Sept jours. C’est le temps qu’il reste avant le dynamitage d’un immeuble qui doit céder sa place à une autoroute. C’est aussi le temps que devait durer la traversée en bateau de trois gitans partis chercher refuge en Amérique.
Trois récits se chevauchent pendant ce compte à rebours. Celui d’Adrien, l’un des derniers locataires de l’immeuble, qui rapaille ses souvenirs dans une ville qui lui semble soudain étrangère. Celui de Paz, son fils adoptif, qui raconte l’éprouvante odyssée en bateau qui l’a conduit jusqu’à lui.

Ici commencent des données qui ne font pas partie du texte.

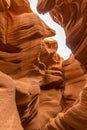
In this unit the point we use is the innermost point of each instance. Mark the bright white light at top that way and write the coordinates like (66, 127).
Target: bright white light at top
(63, 50)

Celui de Sophie, la fille d’une autre locataire, qui décrit sa détresse dans un cahier noir et se souvient de la mort de son père, survenue quand elle était petite.
Deux lieux se répondent à quelques années d’intervalle: le container, froid et inhospitalier, dans lequel Paz a failli trouver la mort, et l’immeuble en train de se dégrader, d’agoniser en quelque sorte, puissante métaphore de toutes les pertes, de toutes les morts qui jalonnent l’existence.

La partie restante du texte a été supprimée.